As for why: “Teams don't have the quarterback run the ball,” he said, for the same reason that three of the past four No. 1 overall picks were quarterbacks, for the same reason that the league’s highest-paid players are quarterbacks. The position has primacy in the NFL. Because there is no player more valuable than the starting quarterback, there is no play potentially more destabilizing than one that risks his health.
“This is an offense that was never run because people were afraid the quarterback would be hurt,” Casserly said. “And in my experience, … after a while, these guys don't want to run. They want to throw. So at some point, [Jackson’s] going to figure out, 'Well, I'm a drop-back quarterback. I'm not a runner.' And you're going to have to tackle with that. Or he's going to figure it out because he's getting hit too many times.”

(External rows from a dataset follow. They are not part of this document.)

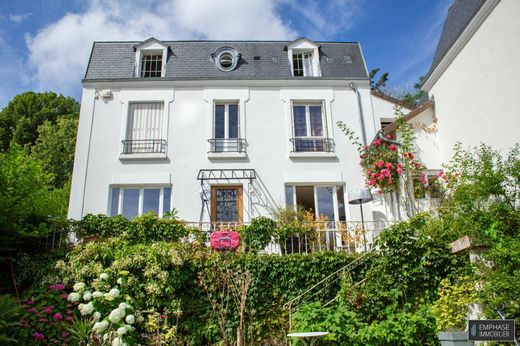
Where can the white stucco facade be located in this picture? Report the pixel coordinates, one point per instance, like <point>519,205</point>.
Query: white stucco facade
<point>477,83</point>
<point>265,117</point>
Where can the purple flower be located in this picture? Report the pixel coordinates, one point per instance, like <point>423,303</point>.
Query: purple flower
<point>38,336</point>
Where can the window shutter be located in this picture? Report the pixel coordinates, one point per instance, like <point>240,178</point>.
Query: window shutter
<point>145,121</point>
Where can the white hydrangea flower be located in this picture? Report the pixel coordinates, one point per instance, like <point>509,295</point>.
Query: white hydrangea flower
<point>112,294</point>
<point>124,306</point>
<point>99,327</point>
<point>78,287</point>
<point>86,309</point>
<point>118,342</point>
<point>73,297</point>
<point>116,315</point>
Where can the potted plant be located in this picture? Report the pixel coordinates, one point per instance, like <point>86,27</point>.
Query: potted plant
<point>451,311</point>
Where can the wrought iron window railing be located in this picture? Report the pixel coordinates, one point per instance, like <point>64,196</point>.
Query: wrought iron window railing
<point>309,144</point>
<point>144,146</point>
<point>227,145</point>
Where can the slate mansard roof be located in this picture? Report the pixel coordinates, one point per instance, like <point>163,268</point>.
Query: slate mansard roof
<point>460,14</point>
<point>192,60</point>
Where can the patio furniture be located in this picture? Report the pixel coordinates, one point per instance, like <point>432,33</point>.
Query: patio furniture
<point>311,336</point>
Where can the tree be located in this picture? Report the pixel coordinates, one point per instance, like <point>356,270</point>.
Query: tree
<point>54,148</point>
<point>412,98</point>
<point>20,119</point>
<point>27,201</point>
<point>381,82</point>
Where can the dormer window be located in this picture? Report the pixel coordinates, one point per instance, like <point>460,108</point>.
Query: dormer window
<point>150,58</point>
<point>304,58</point>
<point>302,64</point>
<point>151,64</point>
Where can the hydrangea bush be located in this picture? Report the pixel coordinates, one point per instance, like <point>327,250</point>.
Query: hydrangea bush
<point>49,314</point>
<point>108,309</point>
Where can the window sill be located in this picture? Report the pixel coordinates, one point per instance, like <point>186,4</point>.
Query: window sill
<point>226,155</point>
<point>143,156</point>
<point>311,154</point>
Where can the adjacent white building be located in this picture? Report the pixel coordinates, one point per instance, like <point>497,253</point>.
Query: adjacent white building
<point>474,81</point>
<point>222,130</point>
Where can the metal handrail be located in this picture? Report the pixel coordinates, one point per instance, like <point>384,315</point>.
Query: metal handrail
<point>312,144</point>
<point>227,145</point>
<point>144,146</point>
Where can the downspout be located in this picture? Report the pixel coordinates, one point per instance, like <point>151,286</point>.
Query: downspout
<point>96,97</point>
<point>361,116</point>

That is a matter for the offseason. For now, Jackson and the Ravens will run as if their season depends on it. They will evolve when they have to.

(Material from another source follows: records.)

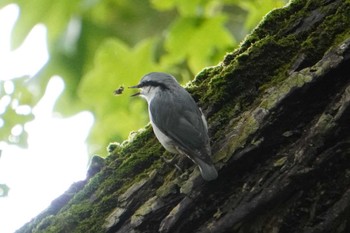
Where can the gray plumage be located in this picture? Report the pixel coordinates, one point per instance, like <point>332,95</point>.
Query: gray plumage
<point>177,121</point>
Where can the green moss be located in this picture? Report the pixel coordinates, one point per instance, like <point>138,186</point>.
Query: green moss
<point>231,90</point>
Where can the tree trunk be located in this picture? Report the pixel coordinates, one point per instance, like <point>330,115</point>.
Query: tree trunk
<point>278,110</point>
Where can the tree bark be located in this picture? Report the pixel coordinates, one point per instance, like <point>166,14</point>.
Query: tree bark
<point>278,110</point>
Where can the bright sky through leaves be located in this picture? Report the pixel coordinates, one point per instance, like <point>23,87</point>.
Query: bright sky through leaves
<point>57,154</point>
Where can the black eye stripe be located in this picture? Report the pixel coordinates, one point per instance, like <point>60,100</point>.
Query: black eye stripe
<point>153,84</point>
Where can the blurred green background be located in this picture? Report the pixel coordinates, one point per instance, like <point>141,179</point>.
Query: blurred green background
<point>98,45</point>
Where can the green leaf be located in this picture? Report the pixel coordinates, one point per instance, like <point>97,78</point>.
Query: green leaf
<point>196,40</point>
<point>116,64</point>
<point>55,15</point>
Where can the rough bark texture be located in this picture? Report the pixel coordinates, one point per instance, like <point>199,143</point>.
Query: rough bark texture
<point>278,110</point>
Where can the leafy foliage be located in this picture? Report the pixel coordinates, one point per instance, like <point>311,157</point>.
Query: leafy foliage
<point>96,46</point>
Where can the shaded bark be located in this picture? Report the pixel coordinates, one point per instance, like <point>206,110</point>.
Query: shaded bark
<point>278,110</point>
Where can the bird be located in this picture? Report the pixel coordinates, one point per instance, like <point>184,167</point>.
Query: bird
<point>177,121</point>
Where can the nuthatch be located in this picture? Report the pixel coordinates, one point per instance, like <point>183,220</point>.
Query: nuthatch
<point>177,122</point>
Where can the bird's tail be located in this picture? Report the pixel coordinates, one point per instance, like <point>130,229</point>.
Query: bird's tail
<point>208,171</point>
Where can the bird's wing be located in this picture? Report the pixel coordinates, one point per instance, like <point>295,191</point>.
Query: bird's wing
<point>180,119</point>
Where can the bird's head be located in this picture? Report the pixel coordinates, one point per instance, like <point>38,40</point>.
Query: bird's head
<point>153,83</point>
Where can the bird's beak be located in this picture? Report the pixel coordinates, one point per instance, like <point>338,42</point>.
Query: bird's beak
<point>136,94</point>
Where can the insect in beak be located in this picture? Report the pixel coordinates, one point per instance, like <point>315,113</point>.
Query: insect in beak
<point>136,94</point>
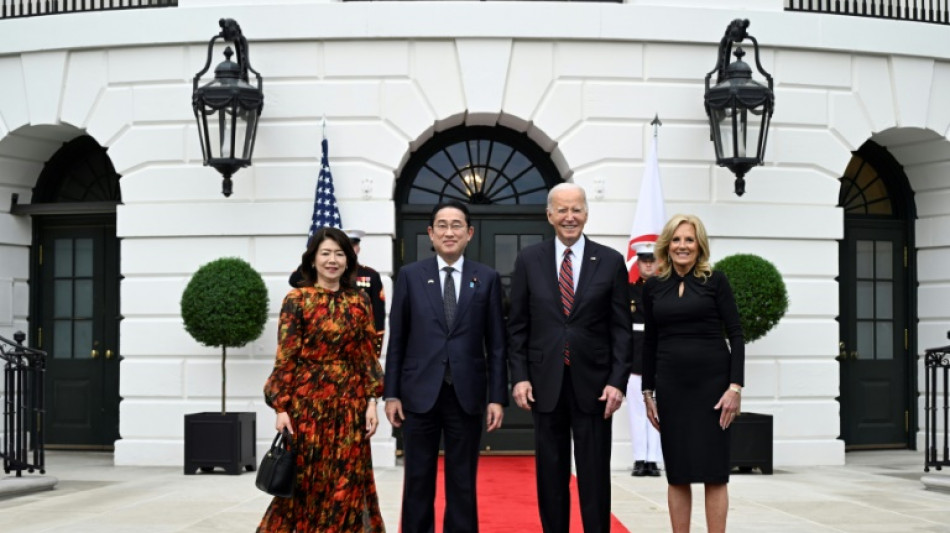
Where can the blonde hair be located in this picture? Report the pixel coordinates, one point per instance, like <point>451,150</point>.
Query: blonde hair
<point>662,250</point>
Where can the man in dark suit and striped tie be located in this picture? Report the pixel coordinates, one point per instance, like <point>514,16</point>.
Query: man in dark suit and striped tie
<point>569,355</point>
<point>445,371</point>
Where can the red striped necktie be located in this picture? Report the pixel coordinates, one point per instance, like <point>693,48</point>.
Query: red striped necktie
<point>566,283</point>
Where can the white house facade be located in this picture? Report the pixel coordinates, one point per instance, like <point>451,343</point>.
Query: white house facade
<point>851,204</point>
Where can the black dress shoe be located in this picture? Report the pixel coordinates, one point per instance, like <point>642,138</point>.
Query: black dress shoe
<point>639,469</point>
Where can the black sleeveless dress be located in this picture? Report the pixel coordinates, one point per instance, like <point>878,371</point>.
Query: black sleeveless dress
<point>689,364</point>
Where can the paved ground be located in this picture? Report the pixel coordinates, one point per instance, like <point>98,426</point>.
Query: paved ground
<point>874,492</point>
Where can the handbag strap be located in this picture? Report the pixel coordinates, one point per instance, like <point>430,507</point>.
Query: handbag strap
<point>283,440</point>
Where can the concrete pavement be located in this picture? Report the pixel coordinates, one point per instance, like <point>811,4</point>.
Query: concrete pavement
<point>877,491</point>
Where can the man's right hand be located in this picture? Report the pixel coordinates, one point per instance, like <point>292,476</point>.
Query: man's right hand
<point>523,395</point>
<point>394,412</point>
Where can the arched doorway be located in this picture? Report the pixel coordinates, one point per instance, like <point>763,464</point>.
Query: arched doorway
<point>504,178</point>
<point>74,295</point>
<point>877,307</point>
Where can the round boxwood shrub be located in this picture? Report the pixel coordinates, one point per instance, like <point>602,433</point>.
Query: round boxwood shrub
<point>225,304</point>
<point>759,291</point>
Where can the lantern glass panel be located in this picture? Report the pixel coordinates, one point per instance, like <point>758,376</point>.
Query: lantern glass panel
<point>722,133</point>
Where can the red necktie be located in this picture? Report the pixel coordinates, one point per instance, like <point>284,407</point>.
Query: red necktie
<point>566,283</point>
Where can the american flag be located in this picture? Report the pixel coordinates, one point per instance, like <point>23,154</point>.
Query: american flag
<point>326,212</point>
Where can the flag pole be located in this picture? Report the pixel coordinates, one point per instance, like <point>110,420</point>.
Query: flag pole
<point>656,123</point>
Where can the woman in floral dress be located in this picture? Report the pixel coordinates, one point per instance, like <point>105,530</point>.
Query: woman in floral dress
<point>323,387</point>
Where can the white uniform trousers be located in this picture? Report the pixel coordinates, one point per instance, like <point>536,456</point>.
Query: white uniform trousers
<point>646,439</point>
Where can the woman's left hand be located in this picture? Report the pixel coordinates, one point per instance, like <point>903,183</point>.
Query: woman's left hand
<point>372,421</point>
<point>729,406</point>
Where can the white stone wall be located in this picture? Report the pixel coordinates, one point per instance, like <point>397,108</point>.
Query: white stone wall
<point>583,81</point>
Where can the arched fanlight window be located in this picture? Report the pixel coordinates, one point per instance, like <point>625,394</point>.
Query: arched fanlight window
<point>79,172</point>
<point>865,190</point>
<point>479,165</point>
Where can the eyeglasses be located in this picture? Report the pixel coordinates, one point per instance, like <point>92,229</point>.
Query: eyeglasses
<point>442,227</point>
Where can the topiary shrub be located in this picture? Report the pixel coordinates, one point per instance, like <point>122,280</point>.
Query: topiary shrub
<point>225,304</point>
<point>759,291</point>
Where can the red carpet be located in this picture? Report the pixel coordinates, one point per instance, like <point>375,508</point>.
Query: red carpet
<point>507,497</point>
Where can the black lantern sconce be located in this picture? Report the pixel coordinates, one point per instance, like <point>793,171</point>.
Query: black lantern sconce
<point>228,108</point>
<point>738,107</point>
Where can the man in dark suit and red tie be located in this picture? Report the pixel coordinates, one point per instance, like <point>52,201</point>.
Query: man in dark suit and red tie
<point>445,371</point>
<point>569,354</point>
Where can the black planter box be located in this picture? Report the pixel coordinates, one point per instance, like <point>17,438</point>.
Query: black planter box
<point>751,445</point>
<point>225,440</point>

Robert Griffin III did. The Ravens’ third-string quarterback took the NFL by storm as a rookie by spearheading an offense reliant on many of the same concepts the Ravens have employed this season. But knee injuries eventually caught up to him. He sat out all of last season before signing a one-year deal with the Ravens, whom he’d impressed with his passing.
Griffin said it doesn’t matter that the Chargers and the NFL know Jackson and the Ravens want to run. On Thursday, he hesitated to put Jackson, only 21 years old, in the same “rare air” as an NBA legend. He offered the comparison anyway: Didn’t NBA defenses know Michael Jordan was going to try fadeaway jumper after fadeaway jumper, too?
“When your talent's supposed to show, it'll show, just like when Mike was out there, backing guys down, shooting fadeaways,” Griffin said. “Sometimes it's hard to stop.”